I’m not really into sport but I do like a good sporting biopic.  I love all that overcoming-the-odds stuff about humble beginnings, early promise, single-minded pursuit of the dream, courage in the face of adversity etc etc.  I don’t care if all these tropes are clichés, as long as they’re basically true.  I want to thrill to the joy of the deserving winners, I want to shed tears of joy when they prove their detractors wrong, tell them to ‘get stuffed’, and take home the big prize!

Ride Like A Girl, the story of how in 2015 Michelle Payne became the first female jockey to win the Melbourne Cup, should have fit the bill.  I damned near teared up just watching the trailer.  Bingo, I thought.      

So why didn’t I enjoy the film as much as I expected?  Why did I leave the cinema feeling it was a bit of an also-ran in the Sporting Triumph Tearjerker Stakes? 

It’s not as though director Rachel Griffiths picked the wrong story for her directorial debut.  There was adversity aplenty for Michelle Payne to overcome on her way to winning the Cup, most seriously a bad head injury sustained in an early career fall, but most famously the sexism of an industry that didn’t think a girl could win the big race. 

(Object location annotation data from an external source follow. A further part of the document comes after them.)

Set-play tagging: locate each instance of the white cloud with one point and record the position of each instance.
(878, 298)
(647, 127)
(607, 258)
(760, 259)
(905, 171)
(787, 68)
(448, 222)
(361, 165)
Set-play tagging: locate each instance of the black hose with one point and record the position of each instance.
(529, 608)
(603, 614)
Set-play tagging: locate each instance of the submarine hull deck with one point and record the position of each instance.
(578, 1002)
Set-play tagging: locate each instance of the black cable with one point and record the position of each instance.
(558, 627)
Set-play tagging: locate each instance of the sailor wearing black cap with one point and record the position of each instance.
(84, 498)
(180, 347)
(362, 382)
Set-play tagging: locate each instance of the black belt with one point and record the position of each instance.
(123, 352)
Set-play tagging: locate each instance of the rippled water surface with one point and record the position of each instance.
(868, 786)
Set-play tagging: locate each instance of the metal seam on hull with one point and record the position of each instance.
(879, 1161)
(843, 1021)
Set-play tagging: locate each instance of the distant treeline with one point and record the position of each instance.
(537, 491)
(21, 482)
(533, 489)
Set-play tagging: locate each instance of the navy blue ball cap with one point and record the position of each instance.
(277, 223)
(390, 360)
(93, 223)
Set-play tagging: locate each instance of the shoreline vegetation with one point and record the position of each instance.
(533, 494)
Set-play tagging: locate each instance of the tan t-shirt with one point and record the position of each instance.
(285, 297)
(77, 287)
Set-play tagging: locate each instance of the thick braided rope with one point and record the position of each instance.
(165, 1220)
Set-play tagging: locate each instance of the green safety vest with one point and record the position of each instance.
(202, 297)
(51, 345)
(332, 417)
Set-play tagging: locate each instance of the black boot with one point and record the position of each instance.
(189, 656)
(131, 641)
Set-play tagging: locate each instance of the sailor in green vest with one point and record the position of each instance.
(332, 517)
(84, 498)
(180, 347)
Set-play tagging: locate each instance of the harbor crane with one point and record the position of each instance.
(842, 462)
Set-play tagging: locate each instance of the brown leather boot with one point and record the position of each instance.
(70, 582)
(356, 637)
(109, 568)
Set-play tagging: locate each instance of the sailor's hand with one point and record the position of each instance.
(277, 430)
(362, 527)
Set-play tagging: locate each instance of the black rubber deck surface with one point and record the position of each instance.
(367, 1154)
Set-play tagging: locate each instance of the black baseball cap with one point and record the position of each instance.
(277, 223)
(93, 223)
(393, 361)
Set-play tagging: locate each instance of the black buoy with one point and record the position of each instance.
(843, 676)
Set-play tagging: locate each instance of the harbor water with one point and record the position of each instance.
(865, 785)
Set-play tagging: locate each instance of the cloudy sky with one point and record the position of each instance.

The trouble is, the fact that she DID win virtually dictated that the sex/gender issue take centre stage even if – and I almost hesitate to say this for fear of being labelled insufficiently supportive of a new feminist heroine – it wasn’t all that much of a big deal.  Payne was not the first female jockey to win a major race.  Her own sisters had had considerable success in the field.  The number of female jockeys was on the rise.  In the long run, one of them would have stayed the distance.  (Sorry about all these racing puns.) 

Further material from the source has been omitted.